Now what I would love to do is cluster these in regards to one another, using the Levenstein distance to calculate word scores.
Now I would iterate through all of the lists and compare the distance to the following lists.
microsoft -> ['microsoft','bizspark'], ['microsoft'], ['microsoft', 'skype'],
amazon -> ['amazon', 's3'], ['amazon', 'zappos'], ['amazon'], ....
The question is how to do this? Should I calculate each levenstein distance on a word by word basis i.e. for ['amazon', 'zappos'] and ['microsoft','bizspark'], I would firstly get pairs: (amazon, microsoft), (amazon, bizspark), (zappos, microsoft, (zappos, bizspark) and calculate the distance of each pair.
Or should I really just create strings from these and then calculate the distance?
What I should then end up with is an NXN matrix with the distance:
['microsoft','bizspark'] | ['amazon', 'zappos'] ....

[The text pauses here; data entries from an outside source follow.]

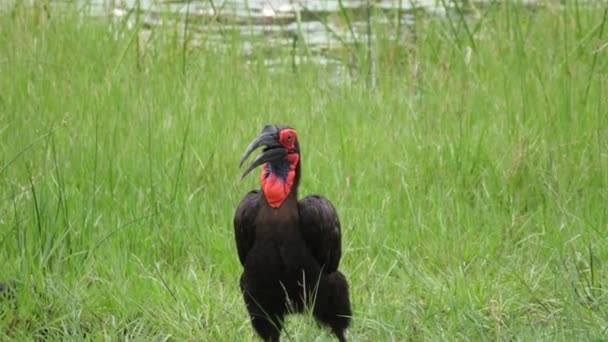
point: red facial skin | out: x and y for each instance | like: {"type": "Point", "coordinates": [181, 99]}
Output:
{"type": "Point", "coordinates": [275, 188]}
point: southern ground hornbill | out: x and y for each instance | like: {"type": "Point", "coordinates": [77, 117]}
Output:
{"type": "Point", "coordinates": [290, 250]}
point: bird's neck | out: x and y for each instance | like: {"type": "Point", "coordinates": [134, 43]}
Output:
{"type": "Point", "coordinates": [280, 179]}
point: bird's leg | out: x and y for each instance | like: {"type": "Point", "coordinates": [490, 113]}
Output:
{"type": "Point", "coordinates": [332, 305]}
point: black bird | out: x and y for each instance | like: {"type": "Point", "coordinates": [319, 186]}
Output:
{"type": "Point", "coordinates": [290, 250]}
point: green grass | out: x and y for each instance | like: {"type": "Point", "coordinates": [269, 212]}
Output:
{"type": "Point", "coordinates": [472, 191]}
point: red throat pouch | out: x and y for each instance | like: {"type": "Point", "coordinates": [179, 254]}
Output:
{"type": "Point", "coordinates": [275, 188]}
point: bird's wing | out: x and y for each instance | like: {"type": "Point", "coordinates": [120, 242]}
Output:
{"type": "Point", "coordinates": [244, 223]}
{"type": "Point", "coordinates": [320, 227]}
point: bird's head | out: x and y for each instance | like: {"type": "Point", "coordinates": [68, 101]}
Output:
{"type": "Point", "coordinates": [280, 160]}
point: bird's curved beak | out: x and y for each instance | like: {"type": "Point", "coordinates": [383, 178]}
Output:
{"type": "Point", "coordinates": [273, 151]}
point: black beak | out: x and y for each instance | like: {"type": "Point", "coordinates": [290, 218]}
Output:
{"type": "Point", "coordinates": [273, 151]}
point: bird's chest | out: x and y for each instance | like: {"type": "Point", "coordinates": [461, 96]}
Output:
{"type": "Point", "coordinates": [278, 223]}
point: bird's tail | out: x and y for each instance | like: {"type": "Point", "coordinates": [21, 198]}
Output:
{"type": "Point", "coordinates": [332, 302]}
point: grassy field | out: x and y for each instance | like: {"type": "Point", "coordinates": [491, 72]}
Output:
{"type": "Point", "coordinates": [472, 182]}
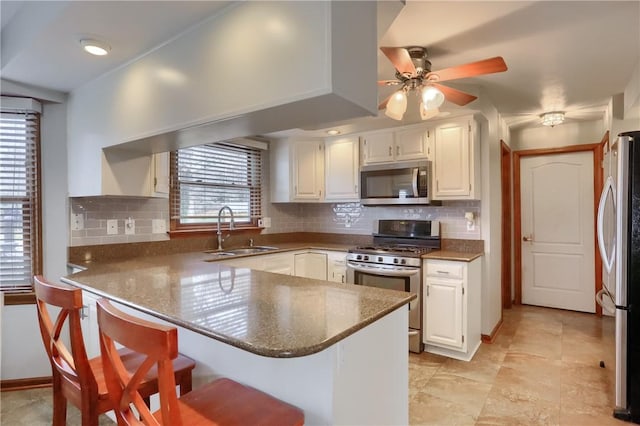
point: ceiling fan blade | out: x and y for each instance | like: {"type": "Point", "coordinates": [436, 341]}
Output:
{"type": "Point", "coordinates": [399, 57]}
{"type": "Point", "coordinates": [384, 103]}
{"type": "Point", "coordinates": [454, 95]}
{"type": "Point", "coordinates": [487, 66]}
{"type": "Point", "coordinates": [389, 82]}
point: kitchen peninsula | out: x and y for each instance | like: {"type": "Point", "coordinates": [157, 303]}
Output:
{"type": "Point", "coordinates": [337, 351]}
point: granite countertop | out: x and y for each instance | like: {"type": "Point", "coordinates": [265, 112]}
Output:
{"type": "Point", "coordinates": [267, 314]}
{"type": "Point", "coordinates": [462, 256]}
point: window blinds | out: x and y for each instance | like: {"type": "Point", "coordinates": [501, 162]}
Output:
{"type": "Point", "coordinates": [19, 219]}
{"type": "Point", "coordinates": [208, 177]}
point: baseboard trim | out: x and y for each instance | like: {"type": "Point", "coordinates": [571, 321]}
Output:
{"type": "Point", "coordinates": [28, 383]}
{"type": "Point", "coordinates": [491, 338]}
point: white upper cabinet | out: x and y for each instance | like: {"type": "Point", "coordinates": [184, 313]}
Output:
{"type": "Point", "coordinates": [456, 160]}
{"type": "Point", "coordinates": [408, 143]}
{"type": "Point", "coordinates": [411, 144]}
{"type": "Point", "coordinates": [341, 169]}
{"type": "Point", "coordinates": [377, 147]}
{"type": "Point", "coordinates": [297, 170]}
{"type": "Point", "coordinates": [308, 170]}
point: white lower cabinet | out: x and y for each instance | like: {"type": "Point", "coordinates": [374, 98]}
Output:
{"type": "Point", "coordinates": [311, 265]}
{"type": "Point", "coordinates": [451, 307]}
{"type": "Point", "coordinates": [89, 324]}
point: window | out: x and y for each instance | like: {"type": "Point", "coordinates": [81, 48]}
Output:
{"type": "Point", "coordinates": [20, 240]}
{"type": "Point", "coordinates": [207, 177]}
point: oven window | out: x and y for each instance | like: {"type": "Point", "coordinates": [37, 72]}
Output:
{"type": "Point", "coordinates": [380, 281]}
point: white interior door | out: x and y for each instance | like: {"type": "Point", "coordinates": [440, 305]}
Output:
{"type": "Point", "coordinates": [558, 231]}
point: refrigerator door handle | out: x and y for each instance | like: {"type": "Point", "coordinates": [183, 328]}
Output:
{"type": "Point", "coordinates": [607, 259]}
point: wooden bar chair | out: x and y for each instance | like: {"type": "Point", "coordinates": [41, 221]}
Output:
{"type": "Point", "coordinates": [76, 378]}
{"type": "Point", "coordinates": [222, 402]}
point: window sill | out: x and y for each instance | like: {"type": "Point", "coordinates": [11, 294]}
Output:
{"type": "Point", "coordinates": [19, 298]}
{"type": "Point", "coordinates": [208, 231]}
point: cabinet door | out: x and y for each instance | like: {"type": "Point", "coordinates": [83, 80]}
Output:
{"type": "Point", "coordinates": [341, 169]}
{"type": "Point", "coordinates": [311, 265]}
{"type": "Point", "coordinates": [451, 166]}
{"type": "Point", "coordinates": [377, 147]}
{"type": "Point", "coordinates": [443, 311]}
{"type": "Point", "coordinates": [308, 170]}
{"type": "Point", "coordinates": [411, 144]}
{"type": "Point", "coordinates": [278, 263]}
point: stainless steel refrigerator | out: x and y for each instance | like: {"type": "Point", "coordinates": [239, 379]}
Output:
{"type": "Point", "coordinates": [619, 243]}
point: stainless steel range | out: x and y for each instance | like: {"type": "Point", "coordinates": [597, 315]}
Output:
{"type": "Point", "coordinates": [394, 262]}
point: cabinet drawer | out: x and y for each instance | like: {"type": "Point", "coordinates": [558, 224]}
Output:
{"type": "Point", "coordinates": [445, 269]}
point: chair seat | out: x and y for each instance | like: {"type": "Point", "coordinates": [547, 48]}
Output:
{"type": "Point", "coordinates": [182, 366]}
{"type": "Point", "coordinates": [225, 402]}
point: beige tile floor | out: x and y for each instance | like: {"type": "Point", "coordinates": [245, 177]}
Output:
{"type": "Point", "coordinates": [543, 369]}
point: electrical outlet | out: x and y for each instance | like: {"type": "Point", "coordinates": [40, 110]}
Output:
{"type": "Point", "coordinates": [77, 221]}
{"type": "Point", "coordinates": [112, 226]}
{"type": "Point", "coordinates": [129, 226]}
{"type": "Point", "coordinates": [158, 226]}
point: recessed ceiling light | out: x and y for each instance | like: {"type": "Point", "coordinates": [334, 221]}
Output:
{"type": "Point", "coordinates": [95, 47]}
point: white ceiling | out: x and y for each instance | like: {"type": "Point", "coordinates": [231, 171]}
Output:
{"type": "Point", "coordinates": [569, 56]}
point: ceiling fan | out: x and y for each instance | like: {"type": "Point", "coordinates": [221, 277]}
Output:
{"type": "Point", "coordinates": [413, 73]}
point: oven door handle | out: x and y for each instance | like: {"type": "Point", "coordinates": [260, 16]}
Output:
{"type": "Point", "coordinates": [387, 272]}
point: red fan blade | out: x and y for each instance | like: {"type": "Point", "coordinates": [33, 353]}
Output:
{"type": "Point", "coordinates": [454, 95]}
{"type": "Point", "coordinates": [384, 103]}
{"type": "Point", "coordinates": [400, 59]}
{"type": "Point", "coordinates": [487, 66]}
{"type": "Point", "coordinates": [389, 82]}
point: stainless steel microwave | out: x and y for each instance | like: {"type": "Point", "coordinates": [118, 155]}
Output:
{"type": "Point", "coordinates": [396, 183]}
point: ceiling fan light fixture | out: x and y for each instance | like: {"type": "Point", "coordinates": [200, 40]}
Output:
{"type": "Point", "coordinates": [552, 118]}
{"type": "Point", "coordinates": [95, 47]}
{"type": "Point", "coordinates": [397, 105]}
{"type": "Point", "coordinates": [432, 98]}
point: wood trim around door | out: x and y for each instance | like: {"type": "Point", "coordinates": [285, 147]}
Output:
{"type": "Point", "coordinates": [596, 148]}
{"type": "Point", "coordinates": [505, 183]}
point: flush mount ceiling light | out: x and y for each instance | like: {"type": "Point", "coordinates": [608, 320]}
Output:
{"type": "Point", "coordinates": [413, 74]}
{"type": "Point", "coordinates": [552, 118]}
{"type": "Point", "coordinates": [95, 47]}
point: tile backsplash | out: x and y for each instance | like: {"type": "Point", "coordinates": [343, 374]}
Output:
{"type": "Point", "coordinates": [96, 211]}
{"type": "Point", "coordinates": [341, 218]}
{"type": "Point", "coordinates": [353, 218]}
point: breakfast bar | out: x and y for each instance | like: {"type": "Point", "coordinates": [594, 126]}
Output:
{"type": "Point", "coordinates": [337, 351]}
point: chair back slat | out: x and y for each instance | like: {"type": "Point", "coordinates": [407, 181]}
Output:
{"type": "Point", "coordinates": [158, 343]}
{"type": "Point", "coordinates": [73, 364]}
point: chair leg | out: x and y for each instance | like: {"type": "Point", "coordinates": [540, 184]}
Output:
{"type": "Point", "coordinates": [59, 403]}
{"type": "Point", "coordinates": [185, 382]}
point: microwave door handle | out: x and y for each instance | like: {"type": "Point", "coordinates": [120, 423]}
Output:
{"type": "Point", "coordinates": [607, 259]}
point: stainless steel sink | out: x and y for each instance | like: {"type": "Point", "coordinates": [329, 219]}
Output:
{"type": "Point", "coordinates": [242, 250]}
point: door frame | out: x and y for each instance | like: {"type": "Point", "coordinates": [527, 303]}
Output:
{"type": "Point", "coordinates": [596, 149]}
{"type": "Point", "coordinates": [505, 184]}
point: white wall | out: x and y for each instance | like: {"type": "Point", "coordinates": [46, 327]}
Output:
{"type": "Point", "coordinates": [23, 353]}
{"type": "Point", "coordinates": [257, 68]}
{"type": "Point", "coordinates": [570, 133]}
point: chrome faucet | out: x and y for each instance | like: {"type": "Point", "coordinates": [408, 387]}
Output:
{"type": "Point", "coordinates": [219, 233]}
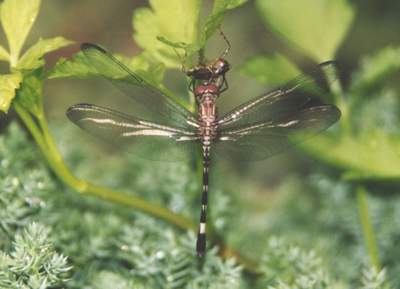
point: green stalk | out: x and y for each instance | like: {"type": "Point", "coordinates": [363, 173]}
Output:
{"type": "Point", "coordinates": [368, 230]}
{"type": "Point", "coordinates": [336, 88]}
{"type": "Point", "coordinates": [53, 157]}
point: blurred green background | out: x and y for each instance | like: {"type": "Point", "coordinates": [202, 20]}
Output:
{"type": "Point", "coordinates": [109, 24]}
{"type": "Point", "coordinates": [306, 198]}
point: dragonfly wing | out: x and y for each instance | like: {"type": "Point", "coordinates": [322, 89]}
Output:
{"type": "Point", "coordinates": [150, 102]}
{"type": "Point", "coordinates": [279, 102]}
{"type": "Point", "coordinates": [145, 139]}
{"type": "Point", "coordinates": [265, 139]}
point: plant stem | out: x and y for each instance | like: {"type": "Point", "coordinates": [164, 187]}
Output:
{"type": "Point", "coordinates": [339, 96]}
{"type": "Point", "coordinates": [52, 155]}
{"type": "Point", "coordinates": [368, 230]}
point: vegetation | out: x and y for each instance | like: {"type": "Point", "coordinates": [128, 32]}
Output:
{"type": "Point", "coordinates": [334, 227]}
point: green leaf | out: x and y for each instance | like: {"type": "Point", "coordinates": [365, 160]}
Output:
{"type": "Point", "coordinates": [174, 20]}
{"type": "Point", "coordinates": [8, 84]}
{"type": "Point", "coordinates": [33, 57]}
{"type": "Point", "coordinates": [29, 95]}
{"type": "Point", "coordinates": [4, 54]}
{"type": "Point", "coordinates": [317, 27]}
{"type": "Point", "coordinates": [376, 68]}
{"type": "Point", "coordinates": [79, 66]}
{"type": "Point", "coordinates": [370, 155]}
{"type": "Point", "coordinates": [17, 18]}
{"type": "Point", "coordinates": [214, 20]}
{"type": "Point", "coordinates": [270, 70]}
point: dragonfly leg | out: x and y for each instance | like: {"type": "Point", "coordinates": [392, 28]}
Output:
{"type": "Point", "coordinates": [201, 236]}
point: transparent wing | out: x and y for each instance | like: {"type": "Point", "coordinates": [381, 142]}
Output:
{"type": "Point", "coordinates": [144, 139]}
{"type": "Point", "coordinates": [265, 139]}
{"type": "Point", "coordinates": [150, 103]}
{"type": "Point", "coordinates": [280, 102]}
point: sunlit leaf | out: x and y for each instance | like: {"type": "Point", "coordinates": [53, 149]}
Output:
{"type": "Point", "coordinates": [371, 155]}
{"type": "Point", "coordinates": [4, 54]}
{"type": "Point", "coordinates": [17, 18]}
{"type": "Point", "coordinates": [317, 27]}
{"type": "Point", "coordinates": [29, 94]}
{"type": "Point", "coordinates": [271, 71]}
{"type": "Point", "coordinates": [376, 68]}
{"type": "Point", "coordinates": [33, 57]}
{"type": "Point", "coordinates": [214, 20]}
{"type": "Point", "coordinates": [174, 20]}
{"type": "Point", "coordinates": [78, 66]}
{"type": "Point", "coordinates": [8, 84]}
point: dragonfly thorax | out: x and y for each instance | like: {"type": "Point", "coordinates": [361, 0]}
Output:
{"type": "Point", "coordinates": [202, 91]}
{"type": "Point", "coordinates": [205, 97]}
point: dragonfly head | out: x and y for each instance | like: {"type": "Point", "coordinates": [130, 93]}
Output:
{"type": "Point", "coordinates": [206, 91]}
{"type": "Point", "coordinates": [220, 66]}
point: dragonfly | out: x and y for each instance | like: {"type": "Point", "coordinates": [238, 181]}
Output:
{"type": "Point", "coordinates": [257, 129]}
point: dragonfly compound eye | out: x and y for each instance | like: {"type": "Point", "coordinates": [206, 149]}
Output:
{"type": "Point", "coordinates": [220, 66]}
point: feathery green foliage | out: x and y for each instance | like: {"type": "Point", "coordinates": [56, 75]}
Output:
{"type": "Point", "coordinates": [144, 238]}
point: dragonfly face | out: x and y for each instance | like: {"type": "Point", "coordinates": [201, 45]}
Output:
{"type": "Point", "coordinates": [211, 72]}
{"type": "Point", "coordinates": [259, 128]}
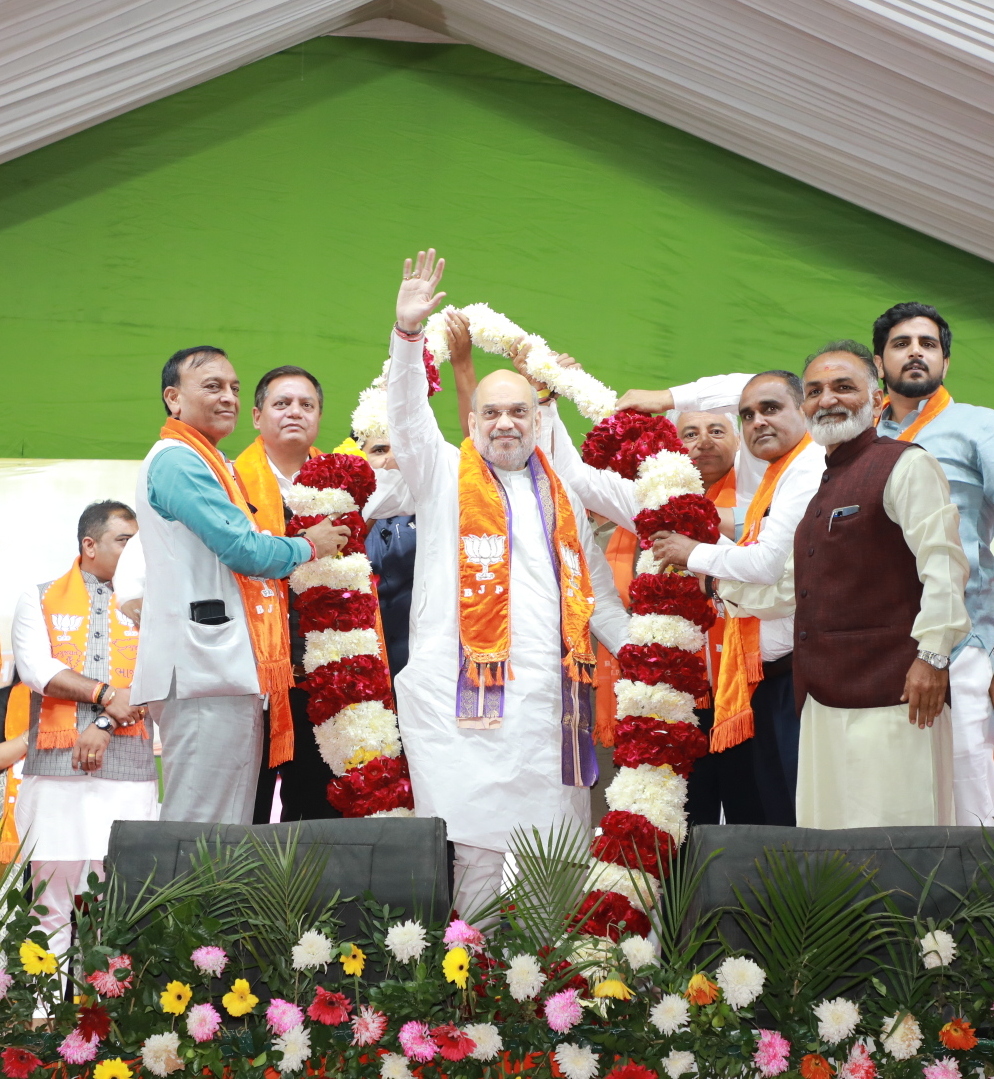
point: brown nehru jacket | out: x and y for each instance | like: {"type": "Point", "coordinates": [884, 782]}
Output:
{"type": "Point", "coordinates": [856, 584]}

['microsoft','bizspark'] 1 | ?
_-------------------------------------------------------------------------
['amazon', 'zappos'] ? | 1
...
....
Then how do I apply clustering to this to determine a cut-off threshold?
One such suggestion using single words is discussed here
But I'm not sure how to go about it with regards to word lists!?
Please note, in regards to implementation I am using Python libaries, such as Numpy, Scipy, Pandas and as needed.